By Stephanie O’Silas, MS, CCC-SLP, Business Management Committee Member
Controlling the narrative of your clinical practice through documentation is critical for your survival as a therapist. Maintaining detailed documentation and good recordkeeping are the surest ways to safeguard you against blind-spot liabilities in the current healthcare climate.
Documentation is likely the most dreaded and cumbersome responsibility of a speech-language pathologist (SLP) or audiologist. Given my role in the arena of risk management for my own rehabilitation company and for my contracted clients that include hospital, post-acute medical, and school settings, I'm fortunate to now understand the full picture for why "controlling my narrative" or keeping detailed records is important. Kept simply, compliance matters across all settings. Each clinical setting or company sets standards for documentation compliance. Your documentation plays a significant role in whether these organizations maintain compliance. We also must realize that we are at the mercy of third-party reviewers who require detailed, accurate, and compliant documentation. They will not make any assumptions on your behalf. It’s from this dynamic that the saying, “if it wasn’t documented, it didn’t happen” hails.
These “third parties” can be utilization reviewers employed or contracted by healthcare organizations or insurance companies. They can be lawyers in the circumstance of due process or litigation. They can be patients or student advocates. They can be ethics review committees or an outsourced oversight body established within your school or medical setting. In the grand scheme, our records are often subject to audit by persons who are not SLPs, audiologists or in healthcare. This process is sometimes referred to as “quality assurance.” Given this reality, we should never let it be so easy for these reviewers to put our practice or payment in jeopardy based on their review and analysis of our documentation. The clinician who is proactive with good recordkeeping stays in control of their practice narrative.
The audit phase can be very uncomfortable when your records are scrutinized, questioned, or, worse, caused to implicate your license and practice due to insufficient, false, or errant documentation. Yearly, there are an abundance of Texas Department of Licensing and Regulation (TDLR) disciplinary actions based on the accusation that “respondent failed to maintain accurate records of professional services rendered” (TDLR, Administrative Orders 2021). The grand takeaway for every clinician is to safeguard yourself against ambiguous legal language that can leave excess room for themisinterpretation of your documentation and recordkeeping.
Here are some strategies to help navigate documentation to maintain compliance and prevent denials:
- Document the need for your services, supporting medical necessity, need for skilled intervention, and eligibility. It’s important to provide detailed documentation that reflects what you’re working on, goals and progress in goals, and how your skilled intervention impacts the client’s performance. Document the techniques used and type and amount of cues required.
- Write to the tune of your goals. This technique minimizes the space for accusations for not following the goals in the plan of care. If the goal is “Client will imitate…,” your objective area should state in reference “Client imitated….”
- Use actionable language when detailing what you performed (e.g., SLP progressed, modified, advanced, targeted, applied, adjusted). This language will help reflect the skilled nature of our work and portray that only a licensed clinician can perform the service.

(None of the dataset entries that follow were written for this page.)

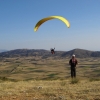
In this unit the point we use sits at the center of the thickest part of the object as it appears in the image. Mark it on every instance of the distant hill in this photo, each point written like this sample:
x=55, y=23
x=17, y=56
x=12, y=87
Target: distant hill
x=80, y=53
x=2, y=50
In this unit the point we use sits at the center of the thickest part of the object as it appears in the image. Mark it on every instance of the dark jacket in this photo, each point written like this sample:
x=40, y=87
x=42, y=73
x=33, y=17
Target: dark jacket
x=73, y=63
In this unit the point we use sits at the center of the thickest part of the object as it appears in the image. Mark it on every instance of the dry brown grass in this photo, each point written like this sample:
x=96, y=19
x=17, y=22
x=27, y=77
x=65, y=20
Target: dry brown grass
x=50, y=90
x=48, y=79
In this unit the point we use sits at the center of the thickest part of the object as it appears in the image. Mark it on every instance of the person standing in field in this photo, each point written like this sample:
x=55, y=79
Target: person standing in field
x=73, y=62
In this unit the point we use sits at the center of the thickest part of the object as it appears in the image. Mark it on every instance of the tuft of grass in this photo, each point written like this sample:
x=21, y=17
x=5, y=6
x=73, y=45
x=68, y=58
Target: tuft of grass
x=93, y=79
x=74, y=81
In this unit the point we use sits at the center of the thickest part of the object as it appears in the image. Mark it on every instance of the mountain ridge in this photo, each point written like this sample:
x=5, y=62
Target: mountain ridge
x=80, y=53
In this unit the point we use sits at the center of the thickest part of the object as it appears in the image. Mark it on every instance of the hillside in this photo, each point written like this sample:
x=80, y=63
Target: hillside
x=80, y=53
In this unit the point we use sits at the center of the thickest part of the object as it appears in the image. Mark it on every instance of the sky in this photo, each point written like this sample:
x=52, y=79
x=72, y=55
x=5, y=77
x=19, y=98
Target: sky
x=19, y=17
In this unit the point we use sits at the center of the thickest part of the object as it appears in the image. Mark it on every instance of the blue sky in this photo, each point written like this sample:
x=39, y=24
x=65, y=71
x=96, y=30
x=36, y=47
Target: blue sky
x=18, y=18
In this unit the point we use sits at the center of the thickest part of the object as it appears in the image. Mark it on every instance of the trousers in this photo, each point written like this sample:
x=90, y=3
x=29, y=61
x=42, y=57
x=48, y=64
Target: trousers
x=73, y=72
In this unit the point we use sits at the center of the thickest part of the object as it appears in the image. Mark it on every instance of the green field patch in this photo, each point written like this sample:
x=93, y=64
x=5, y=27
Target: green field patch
x=38, y=71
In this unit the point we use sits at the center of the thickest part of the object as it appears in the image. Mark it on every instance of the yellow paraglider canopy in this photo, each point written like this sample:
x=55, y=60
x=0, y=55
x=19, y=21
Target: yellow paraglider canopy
x=49, y=18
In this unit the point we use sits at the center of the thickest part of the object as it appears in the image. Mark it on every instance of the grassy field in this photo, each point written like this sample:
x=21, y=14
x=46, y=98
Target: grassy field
x=29, y=78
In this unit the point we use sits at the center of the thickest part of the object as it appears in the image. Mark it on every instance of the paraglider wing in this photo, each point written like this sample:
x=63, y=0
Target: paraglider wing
x=49, y=18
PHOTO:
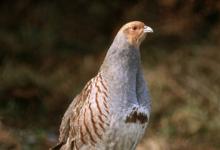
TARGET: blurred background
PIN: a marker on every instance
(50, 49)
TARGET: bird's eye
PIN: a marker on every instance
(134, 28)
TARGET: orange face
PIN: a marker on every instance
(135, 32)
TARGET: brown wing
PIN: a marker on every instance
(87, 116)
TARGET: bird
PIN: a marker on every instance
(113, 109)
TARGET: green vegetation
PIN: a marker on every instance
(49, 50)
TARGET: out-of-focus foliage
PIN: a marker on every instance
(49, 49)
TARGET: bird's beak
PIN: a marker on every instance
(148, 29)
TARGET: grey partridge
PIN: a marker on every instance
(113, 109)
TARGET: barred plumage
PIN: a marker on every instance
(88, 116)
(112, 110)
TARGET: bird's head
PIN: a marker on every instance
(135, 32)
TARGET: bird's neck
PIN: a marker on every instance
(120, 67)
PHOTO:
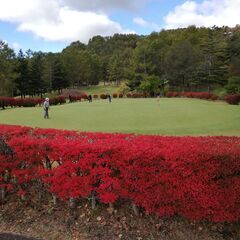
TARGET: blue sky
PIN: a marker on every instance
(53, 24)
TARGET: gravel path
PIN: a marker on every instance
(8, 236)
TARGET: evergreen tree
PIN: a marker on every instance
(22, 80)
(59, 80)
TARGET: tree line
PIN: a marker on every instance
(187, 59)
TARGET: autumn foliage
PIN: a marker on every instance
(195, 177)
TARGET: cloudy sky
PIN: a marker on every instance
(50, 25)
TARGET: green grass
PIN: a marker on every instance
(99, 89)
(142, 116)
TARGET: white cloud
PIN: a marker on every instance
(103, 5)
(16, 46)
(208, 13)
(56, 20)
(141, 22)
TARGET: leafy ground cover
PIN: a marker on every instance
(142, 116)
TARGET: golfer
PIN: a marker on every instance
(46, 107)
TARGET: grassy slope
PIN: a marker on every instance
(145, 116)
(107, 89)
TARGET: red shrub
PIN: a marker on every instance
(233, 99)
(172, 94)
(187, 176)
(103, 96)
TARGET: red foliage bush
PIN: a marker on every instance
(172, 94)
(200, 95)
(233, 99)
(187, 176)
(103, 96)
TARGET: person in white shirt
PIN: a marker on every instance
(46, 108)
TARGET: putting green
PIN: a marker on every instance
(168, 116)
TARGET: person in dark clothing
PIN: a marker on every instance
(46, 107)
(90, 98)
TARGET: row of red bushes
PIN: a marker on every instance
(233, 99)
(200, 95)
(32, 102)
(28, 102)
(195, 177)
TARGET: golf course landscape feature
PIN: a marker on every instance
(165, 116)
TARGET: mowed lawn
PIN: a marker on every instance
(141, 116)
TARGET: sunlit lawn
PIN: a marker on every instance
(142, 116)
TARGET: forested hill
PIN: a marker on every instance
(189, 58)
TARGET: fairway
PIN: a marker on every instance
(141, 116)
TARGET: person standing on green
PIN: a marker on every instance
(46, 107)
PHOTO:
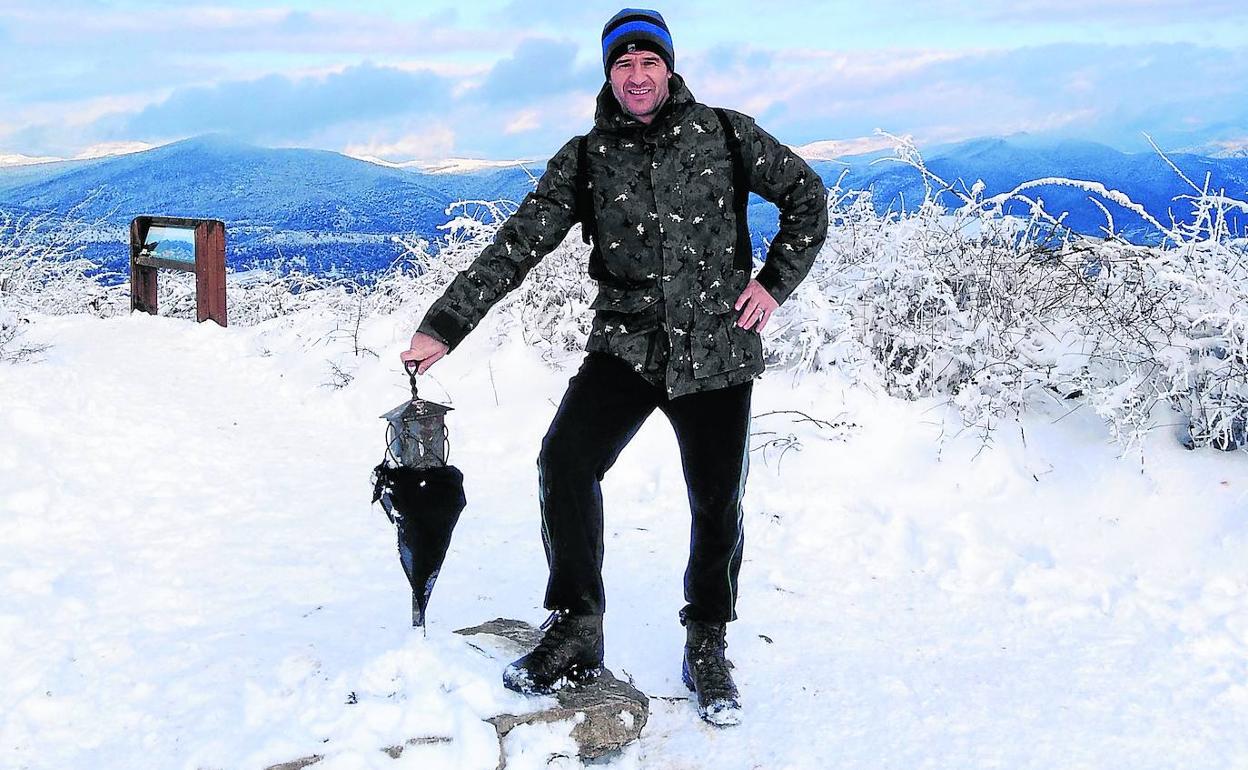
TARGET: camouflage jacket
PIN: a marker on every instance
(665, 255)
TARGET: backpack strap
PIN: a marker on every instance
(744, 256)
(584, 200)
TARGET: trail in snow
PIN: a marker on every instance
(191, 574)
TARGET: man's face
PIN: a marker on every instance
(639, 81)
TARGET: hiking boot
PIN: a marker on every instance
(570, 653)
(708, 673)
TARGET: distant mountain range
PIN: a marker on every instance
(342, 212)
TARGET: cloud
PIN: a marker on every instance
(538, 68)
(1092, 91)
(1070, 13)
(278, 107)
(434, 142)
(191, 29)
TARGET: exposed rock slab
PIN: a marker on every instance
(607, 714)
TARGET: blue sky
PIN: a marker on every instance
(504, 79)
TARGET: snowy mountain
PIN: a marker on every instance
(1004, 164)
(332, 210)
(342, 212)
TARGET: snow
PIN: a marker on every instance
(191, 574)
(451, 165)
(835, 149)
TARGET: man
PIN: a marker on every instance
(662, 187)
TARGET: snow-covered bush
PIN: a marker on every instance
(986, 310)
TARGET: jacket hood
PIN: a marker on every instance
(610, 117)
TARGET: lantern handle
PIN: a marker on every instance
(411, 373)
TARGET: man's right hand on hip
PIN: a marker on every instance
(424, 350)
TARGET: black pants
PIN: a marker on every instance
(602, 411)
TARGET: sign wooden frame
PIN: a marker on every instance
(209, 266)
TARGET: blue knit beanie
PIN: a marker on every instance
(637, 29)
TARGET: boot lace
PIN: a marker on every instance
(555, 638)
(713, 668)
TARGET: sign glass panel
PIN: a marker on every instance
(176, 243)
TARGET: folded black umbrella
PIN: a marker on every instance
(419, 492)
(424, 506)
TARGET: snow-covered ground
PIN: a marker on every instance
(191, 574)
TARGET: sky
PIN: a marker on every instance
(511, 79)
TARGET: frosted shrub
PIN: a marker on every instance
(43, 268)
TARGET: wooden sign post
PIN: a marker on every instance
(185, 245)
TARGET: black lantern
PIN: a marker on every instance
(417, 434)
(419, 492)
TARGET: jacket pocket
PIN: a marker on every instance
(718, 345)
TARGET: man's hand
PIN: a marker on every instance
(424, 350)
(758, 305)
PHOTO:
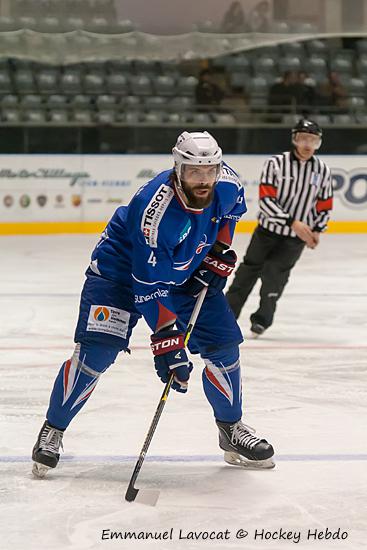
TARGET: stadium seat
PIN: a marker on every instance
(224, 118)
(106, 102)
(70, 82)
(180, 103)
(94, 83)
(362, 46)
(145, 67)
(303, 28)
(120, 66)
(97, 25)
(105, 117)
(280, 27)
(176, 118)
(355, 102)
(355, 86)
(343, 118)
(31, 101)
(341, 65)
(154, 117)
(164, 85)
(132, 117)
(81, 102)
(186, 85)
(9, 101)
(130, 102)
(258, 85)
(47, 80)
(117, 84)
(5, 83)
(34, 116)
(154, 103)
(140, 85)
(238, 80)
(58, 116)
(317, 47)
(56, 101)
(290, 63)
(24, 81)
(293, 48)
(321, 119)
(237, 63)
(362, 65)
(201, 118)
(11, 116)
(82, 116)
(316, 64)
(264, 64)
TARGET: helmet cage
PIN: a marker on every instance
(198, 149)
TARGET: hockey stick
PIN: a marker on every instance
(150, 496)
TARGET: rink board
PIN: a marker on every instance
(45, 194)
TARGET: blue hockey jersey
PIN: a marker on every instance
(156, 241)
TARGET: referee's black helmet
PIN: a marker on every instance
(308, 127)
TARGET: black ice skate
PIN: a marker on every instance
(257, 330)
(46, 450)
(242, 448)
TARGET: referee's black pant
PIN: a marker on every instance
(272, 258)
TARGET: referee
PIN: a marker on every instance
(295, 202)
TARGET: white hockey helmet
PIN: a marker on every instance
(198, 148)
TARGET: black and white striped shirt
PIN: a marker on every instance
(290, 190)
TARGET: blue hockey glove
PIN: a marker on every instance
(212, 272)
(170, 355)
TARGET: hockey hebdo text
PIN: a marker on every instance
(259, 535)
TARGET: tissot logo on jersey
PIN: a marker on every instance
(159, 293)
(101, 314)
(203, 244)
(167, 344)
(218, 267)
(153, 214)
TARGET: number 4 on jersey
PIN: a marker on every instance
(152, 259)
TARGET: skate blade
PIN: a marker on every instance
(237, 460)
(40, 470)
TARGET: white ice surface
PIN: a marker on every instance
(304, 389)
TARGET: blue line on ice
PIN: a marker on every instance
(193, 458)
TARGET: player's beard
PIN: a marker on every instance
(194, 201)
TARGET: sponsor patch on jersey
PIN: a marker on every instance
(182, 266)
(153, 214)
(159, 293)
(109, 320)
(315, 178)
(203, 244)
(186, 230)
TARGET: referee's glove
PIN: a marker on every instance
(212, 272)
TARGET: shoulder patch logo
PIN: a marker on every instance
(153, 214)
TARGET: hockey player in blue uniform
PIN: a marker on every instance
(152, 260)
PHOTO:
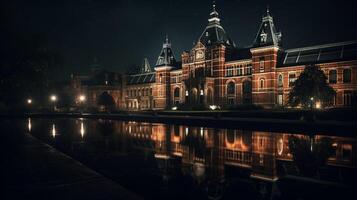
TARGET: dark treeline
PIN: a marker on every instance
(26, 64)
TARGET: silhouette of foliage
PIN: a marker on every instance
(312, 82)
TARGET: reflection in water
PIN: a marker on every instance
(29, 124)
(205, 159)
(53, 131)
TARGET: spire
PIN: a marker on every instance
(214, 33)
(166, 56)
(145, 68)
(214, 19)
(267, 34)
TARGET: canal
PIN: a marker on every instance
(162, 161)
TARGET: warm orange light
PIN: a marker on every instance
(53, 98)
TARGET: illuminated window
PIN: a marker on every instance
(231, 88)
(332, 76)
(347, 98)
(240, 70)
(280, 80)
(292, 79)
(230, 71)
(261, 64)
(248, 71)
(177, 92)
(346, 75)
(261, 83)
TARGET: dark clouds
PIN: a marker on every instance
(122, 32)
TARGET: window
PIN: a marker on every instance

- Submit notes within timely filing deadlines and keep up with progress report timelines and recertifications. Submitting detailed notes within a reasonable timeframe is an ethical responsibility for licensed clinicians that also shields you from claims of negligence or unprofessional practice that can result in multiple levels of disciplinary action with your employer or state board.
- Seriously, if it wasn’t documented, it didn’t happen. Utilize electronic medical records as a safeguard. Clinicians should aim to keep clear, detailed records that can easily be transferred to a reviewer in the circumstance of a subpoena, denial, or patient complaint.
- Document what doesn’t happen. We naturally document what happens in therapy, but documenting what does not happen is equally as important. Clinicians should practice controlling the narrative by remembering to document reasons for missed visits to properly illustrate how absences or missed sessions impact client progress or that the patient is simply not progressing but still requires skilled intervention for maintenance therapy. It is commonplace for insurance companies to deny payment for visits because notes may have failed to acknowledge how missed visits adversely impacted progress. An audit or subpoena also can occur years later; therefore, we must rely on detailed and thorough note-taking to help us answer questions that arise. Questions may be related to gaps in service that were not properly accounted for. This easily can be misconstrued as neglect and can cause a patient to win a defense of inadequate services in a personal injury claim of premature or improper discharge from therapy services.
In the grand scheme, all clinicians are at risk of professional liabilities related to recordkeeping and documentation. Re-evaluate the impact of your busy day and how that impacts the quality and timeliness of your documentation. Check your blind spots and safeguard your clinical practice by doing what’s within your control—documenting sufficiently and controlling the narrative.